Верочка незадолго до этого получила первую посылку от матери. В ней был сахар, яичный порошок, три плитки шоколада, пачка витаминов, блузочка и вязаный шарф. Она решила, что, обладая таким богатством, она выходит Юлю, спасет ее. И вот девочка убежала ночью из детдома и пошла к Юле. Она очень боялась, что ее поймают, боялась бродячих собак и злых людей.
Шла она пять ночей, а днем спала в кустах. На шестой день дошла. Юлю она действительно нашла бледной и худенькой, всю покрытую какой-то экземой. Сестры бросились друг другу в объятия и не отпускали друг друга, боясь, что их разлучат. Ольга Арсеньевна увела их в свою комнату, а сама пошла к заведующей просить, чтобы Веру оставили в их детдоме. Это ей удалось, и Вера действительно выходила Юлю. Она уступала ей свой сахар и масло, добывала иногда на работе в совхозе фрукты, меняла вещи, присланные матерью, на яйца и белый хлеб.

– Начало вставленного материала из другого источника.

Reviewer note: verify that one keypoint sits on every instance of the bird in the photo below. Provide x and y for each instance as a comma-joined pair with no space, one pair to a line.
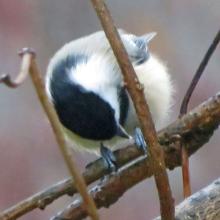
85,85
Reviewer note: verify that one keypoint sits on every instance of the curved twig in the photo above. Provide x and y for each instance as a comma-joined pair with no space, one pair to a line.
135,91
109,191
29,66
24,71
202,205
194,129
183,110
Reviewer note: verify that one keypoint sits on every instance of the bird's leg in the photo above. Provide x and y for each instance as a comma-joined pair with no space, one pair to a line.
139,140
108,157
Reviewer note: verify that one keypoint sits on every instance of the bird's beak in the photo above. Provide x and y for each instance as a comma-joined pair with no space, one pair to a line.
122,133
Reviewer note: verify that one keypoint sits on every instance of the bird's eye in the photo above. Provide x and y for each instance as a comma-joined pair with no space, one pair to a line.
140,43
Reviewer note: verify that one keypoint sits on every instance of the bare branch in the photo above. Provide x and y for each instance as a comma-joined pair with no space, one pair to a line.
146,123
205,204
109,191
194,129
31,66
183,110
25,64
198,74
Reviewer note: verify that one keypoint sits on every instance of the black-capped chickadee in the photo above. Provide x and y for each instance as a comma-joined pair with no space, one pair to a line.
85,85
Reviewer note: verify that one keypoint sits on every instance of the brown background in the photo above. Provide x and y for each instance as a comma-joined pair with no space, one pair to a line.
29,157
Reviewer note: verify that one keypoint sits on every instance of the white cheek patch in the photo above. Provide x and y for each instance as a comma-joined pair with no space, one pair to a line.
99,75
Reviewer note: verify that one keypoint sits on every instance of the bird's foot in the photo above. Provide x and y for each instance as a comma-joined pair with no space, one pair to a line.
109,158
139,140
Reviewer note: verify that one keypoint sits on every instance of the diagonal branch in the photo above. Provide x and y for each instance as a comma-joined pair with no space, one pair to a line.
109,191
31,66
194,129
183,110
146,123
205,204
22,75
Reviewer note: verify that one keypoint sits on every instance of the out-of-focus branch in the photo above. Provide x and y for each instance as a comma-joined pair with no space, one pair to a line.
135,91
183,110
109,191
31,67
24,71
205,204
193,129
198,74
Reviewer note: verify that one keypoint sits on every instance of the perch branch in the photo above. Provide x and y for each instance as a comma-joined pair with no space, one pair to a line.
109,191
194,129
183,110
205,204
146,123
29,57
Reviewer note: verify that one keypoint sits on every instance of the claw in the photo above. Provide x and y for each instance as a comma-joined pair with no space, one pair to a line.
109,158
139,140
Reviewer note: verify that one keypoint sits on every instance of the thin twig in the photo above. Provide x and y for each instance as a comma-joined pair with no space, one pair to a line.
6,79
183,110
109,191
29,56
194,129
202,205
136,92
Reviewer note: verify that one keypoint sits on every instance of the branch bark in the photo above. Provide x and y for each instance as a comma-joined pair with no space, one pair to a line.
193,129
29,66
135,91
108,192
183,110
205,204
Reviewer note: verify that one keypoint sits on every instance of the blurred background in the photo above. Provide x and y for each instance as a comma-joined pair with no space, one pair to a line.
29,158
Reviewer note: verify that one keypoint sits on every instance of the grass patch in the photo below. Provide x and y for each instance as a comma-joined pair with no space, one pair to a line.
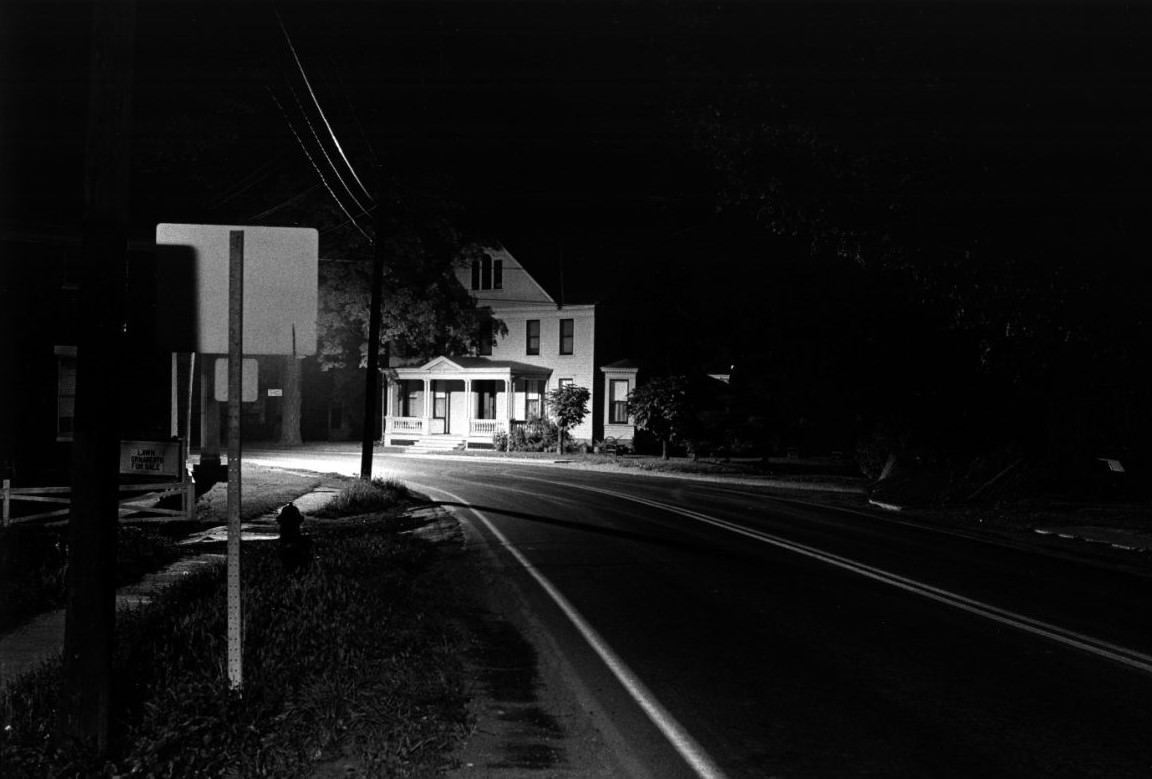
33,564
355,660
264,491
361,497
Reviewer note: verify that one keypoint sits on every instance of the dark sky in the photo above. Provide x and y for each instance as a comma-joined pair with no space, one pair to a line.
578,116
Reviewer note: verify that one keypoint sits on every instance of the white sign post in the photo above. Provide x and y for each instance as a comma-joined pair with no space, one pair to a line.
256,292
235,379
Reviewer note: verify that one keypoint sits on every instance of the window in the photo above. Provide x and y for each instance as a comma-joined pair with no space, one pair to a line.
410,399
484,342
618,401
567,335
487,273
66,392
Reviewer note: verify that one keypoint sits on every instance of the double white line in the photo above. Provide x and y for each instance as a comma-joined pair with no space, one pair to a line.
1122,655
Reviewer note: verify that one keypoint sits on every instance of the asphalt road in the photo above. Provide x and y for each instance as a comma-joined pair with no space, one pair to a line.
728,630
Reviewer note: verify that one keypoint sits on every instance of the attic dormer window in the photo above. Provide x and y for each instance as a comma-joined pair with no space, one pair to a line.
487,273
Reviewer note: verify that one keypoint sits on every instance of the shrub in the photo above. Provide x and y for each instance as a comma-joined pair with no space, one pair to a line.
537,435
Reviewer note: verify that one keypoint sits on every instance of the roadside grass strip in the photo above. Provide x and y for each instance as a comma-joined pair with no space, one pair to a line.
684,745
1122,655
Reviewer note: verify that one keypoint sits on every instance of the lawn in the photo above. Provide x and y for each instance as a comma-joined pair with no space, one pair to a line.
353,662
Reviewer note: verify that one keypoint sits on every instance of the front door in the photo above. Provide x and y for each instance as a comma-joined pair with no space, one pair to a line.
441,408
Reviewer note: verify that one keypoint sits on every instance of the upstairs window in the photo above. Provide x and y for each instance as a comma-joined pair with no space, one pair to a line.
618,401
567,335
484,341
66,392
487,273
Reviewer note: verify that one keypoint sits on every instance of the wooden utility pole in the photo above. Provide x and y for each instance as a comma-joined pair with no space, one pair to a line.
89,626
372,380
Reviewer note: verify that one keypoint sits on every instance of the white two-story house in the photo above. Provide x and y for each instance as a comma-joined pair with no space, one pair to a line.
457,401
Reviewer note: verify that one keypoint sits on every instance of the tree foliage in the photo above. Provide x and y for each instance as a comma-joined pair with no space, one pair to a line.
664,407
425,309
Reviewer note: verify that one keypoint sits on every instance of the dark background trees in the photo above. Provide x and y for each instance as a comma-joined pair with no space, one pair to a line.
892,224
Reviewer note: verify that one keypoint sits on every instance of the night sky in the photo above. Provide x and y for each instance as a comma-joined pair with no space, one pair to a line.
582,114
577,134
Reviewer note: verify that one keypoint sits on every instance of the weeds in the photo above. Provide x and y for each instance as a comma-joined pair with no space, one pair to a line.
351,660
360,497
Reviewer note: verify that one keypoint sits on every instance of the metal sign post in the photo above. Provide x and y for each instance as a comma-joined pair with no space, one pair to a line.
235,377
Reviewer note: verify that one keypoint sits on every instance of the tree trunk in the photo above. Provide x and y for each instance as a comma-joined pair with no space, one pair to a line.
290,407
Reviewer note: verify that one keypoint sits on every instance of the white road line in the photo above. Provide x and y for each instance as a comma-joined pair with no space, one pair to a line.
1122,655
672,730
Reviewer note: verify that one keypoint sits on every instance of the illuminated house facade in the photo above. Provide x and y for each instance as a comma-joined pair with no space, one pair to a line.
464,401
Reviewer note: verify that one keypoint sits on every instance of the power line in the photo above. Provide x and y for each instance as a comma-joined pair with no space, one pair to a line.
315,100
323,150
316,167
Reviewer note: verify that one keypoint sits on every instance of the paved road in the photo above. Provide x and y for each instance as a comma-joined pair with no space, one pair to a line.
729,632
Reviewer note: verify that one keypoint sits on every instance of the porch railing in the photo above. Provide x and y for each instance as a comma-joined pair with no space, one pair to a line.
486,426
407,424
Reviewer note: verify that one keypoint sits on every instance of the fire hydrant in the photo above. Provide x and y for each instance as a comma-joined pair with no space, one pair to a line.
295,546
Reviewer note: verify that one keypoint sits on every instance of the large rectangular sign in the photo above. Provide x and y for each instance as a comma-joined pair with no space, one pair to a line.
281,282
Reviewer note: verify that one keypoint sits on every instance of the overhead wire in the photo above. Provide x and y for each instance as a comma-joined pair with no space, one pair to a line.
324,150
317,167
303,74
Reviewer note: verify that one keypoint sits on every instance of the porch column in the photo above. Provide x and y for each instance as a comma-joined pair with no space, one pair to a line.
469,405
426,407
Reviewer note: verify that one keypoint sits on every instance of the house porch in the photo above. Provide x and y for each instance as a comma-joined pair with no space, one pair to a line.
469,400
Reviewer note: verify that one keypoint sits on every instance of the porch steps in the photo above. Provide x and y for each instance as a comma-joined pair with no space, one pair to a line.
437,444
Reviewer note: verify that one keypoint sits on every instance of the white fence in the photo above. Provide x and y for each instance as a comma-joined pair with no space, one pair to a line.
141,500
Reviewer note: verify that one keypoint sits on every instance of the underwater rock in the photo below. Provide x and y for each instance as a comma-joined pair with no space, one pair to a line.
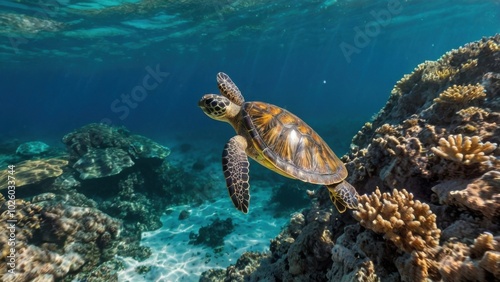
34,171
101,136
184,214
97,163
288,197
395,151
31,149
145,148
68,239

Когда Верочке исполнилось 16 лет, она ушла из детдома ученицей токаря на завод. Время было военное, и подростки заменяли ушедших на фронт рабочих. Верочка стала квалифицированным токарем и немного погодя взяла Юлю из детдома к себе на койку в общежитие. Маленькая мама воспитывала Юлю очень строго, следила за ее учебой. Софья Михайловна систематически посылала посылки, и девочки кое-как жили.

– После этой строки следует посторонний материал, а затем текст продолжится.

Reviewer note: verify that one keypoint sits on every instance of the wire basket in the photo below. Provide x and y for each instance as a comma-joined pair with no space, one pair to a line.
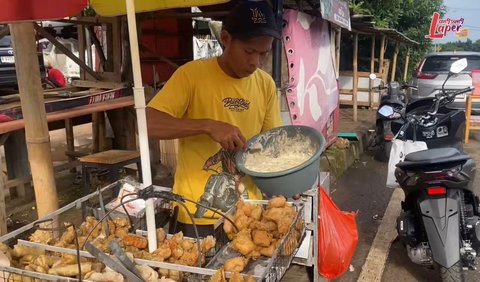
274,267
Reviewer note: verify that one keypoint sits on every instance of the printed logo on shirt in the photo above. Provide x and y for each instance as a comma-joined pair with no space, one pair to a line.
236,104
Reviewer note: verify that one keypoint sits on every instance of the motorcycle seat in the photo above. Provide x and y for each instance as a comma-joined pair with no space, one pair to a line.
432,157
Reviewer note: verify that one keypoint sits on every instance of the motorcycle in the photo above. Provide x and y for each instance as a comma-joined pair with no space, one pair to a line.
392,107
440,219
447,132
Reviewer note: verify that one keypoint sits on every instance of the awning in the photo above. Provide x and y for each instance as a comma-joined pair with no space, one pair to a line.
36,10
108,8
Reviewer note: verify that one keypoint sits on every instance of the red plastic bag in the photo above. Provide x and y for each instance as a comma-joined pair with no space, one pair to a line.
338,237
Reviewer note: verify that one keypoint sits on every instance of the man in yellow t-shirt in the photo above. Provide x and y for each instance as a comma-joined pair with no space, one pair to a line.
214,105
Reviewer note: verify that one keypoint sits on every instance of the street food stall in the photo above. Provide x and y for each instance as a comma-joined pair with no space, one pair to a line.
253,241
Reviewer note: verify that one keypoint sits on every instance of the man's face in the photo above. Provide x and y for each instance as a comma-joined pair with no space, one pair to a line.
245,56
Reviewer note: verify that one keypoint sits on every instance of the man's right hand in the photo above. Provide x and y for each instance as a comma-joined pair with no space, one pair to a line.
229,136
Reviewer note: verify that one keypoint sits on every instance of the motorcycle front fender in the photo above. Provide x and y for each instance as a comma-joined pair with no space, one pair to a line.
441,219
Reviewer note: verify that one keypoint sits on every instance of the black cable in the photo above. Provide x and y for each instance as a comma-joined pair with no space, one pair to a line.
214,211
196,233
125,209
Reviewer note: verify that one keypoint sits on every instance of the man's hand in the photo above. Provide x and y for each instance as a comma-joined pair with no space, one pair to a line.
230,137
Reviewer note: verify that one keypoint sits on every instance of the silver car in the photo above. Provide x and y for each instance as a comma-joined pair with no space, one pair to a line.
433,70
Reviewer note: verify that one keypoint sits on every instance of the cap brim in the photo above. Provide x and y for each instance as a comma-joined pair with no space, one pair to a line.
262,32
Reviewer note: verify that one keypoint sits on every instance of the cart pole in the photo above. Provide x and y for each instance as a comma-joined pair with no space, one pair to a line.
35,117
139,97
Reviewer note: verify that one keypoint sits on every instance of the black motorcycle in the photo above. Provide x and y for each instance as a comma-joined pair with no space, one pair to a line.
444,131
440,219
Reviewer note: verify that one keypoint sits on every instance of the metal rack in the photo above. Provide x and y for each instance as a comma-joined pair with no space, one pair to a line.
275,267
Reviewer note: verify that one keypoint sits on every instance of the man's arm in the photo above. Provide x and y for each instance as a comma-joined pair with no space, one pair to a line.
164,126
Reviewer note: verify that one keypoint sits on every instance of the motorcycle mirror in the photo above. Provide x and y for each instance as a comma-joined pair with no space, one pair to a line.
459,65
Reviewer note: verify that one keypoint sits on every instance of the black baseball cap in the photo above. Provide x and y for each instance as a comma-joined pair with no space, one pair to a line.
249,19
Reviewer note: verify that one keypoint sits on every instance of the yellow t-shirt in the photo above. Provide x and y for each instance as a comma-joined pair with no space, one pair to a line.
202,90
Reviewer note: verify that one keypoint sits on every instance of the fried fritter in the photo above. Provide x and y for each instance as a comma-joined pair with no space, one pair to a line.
243,242
236,264
261,238
277,202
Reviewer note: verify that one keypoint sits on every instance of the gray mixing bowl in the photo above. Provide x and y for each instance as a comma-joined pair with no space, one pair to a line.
292,181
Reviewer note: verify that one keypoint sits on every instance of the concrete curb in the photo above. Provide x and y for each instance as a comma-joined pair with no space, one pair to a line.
336,161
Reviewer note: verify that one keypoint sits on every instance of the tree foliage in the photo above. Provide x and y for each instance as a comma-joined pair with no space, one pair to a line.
469,45
410,17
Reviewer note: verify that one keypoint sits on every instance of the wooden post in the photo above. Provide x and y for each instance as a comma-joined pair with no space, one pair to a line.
382,54
35,117
70,140
355,74
394,66
405,69
16,158
3,211
338,36
81,48
372,70
117,49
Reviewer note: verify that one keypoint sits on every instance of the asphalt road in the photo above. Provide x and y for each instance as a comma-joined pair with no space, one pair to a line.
362,188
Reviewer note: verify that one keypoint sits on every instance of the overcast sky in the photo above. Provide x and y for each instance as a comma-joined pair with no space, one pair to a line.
469,10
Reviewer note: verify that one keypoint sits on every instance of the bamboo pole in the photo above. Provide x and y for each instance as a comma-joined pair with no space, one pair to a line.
372,70
382,55
34,115
355,75
139,96
405,69
338,36
395,56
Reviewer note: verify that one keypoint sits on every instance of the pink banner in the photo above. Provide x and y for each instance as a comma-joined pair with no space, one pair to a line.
312,93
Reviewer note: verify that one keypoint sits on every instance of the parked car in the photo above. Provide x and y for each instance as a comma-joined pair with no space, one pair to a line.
432,71
8,75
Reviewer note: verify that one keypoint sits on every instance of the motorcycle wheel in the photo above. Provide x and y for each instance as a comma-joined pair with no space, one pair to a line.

В 1945 году Софья Михайловна, которая уже работала в Магадане вольным врачом и имела большие связи, так как лечила детей у всего начальства, сумела достать пропуск, и девочки приехали на Колыму к матери. Какие счастливые они были, когда дождливым днем в августе 1945 года пароход привез их в бухту Нагаева!
После семи бесприютных лет их встретила мать, изменившаяся значительно меньше, чем они ожидали: те же длинные, блестящие каштановые волосы, те же нежные руки, те же добрые глаза!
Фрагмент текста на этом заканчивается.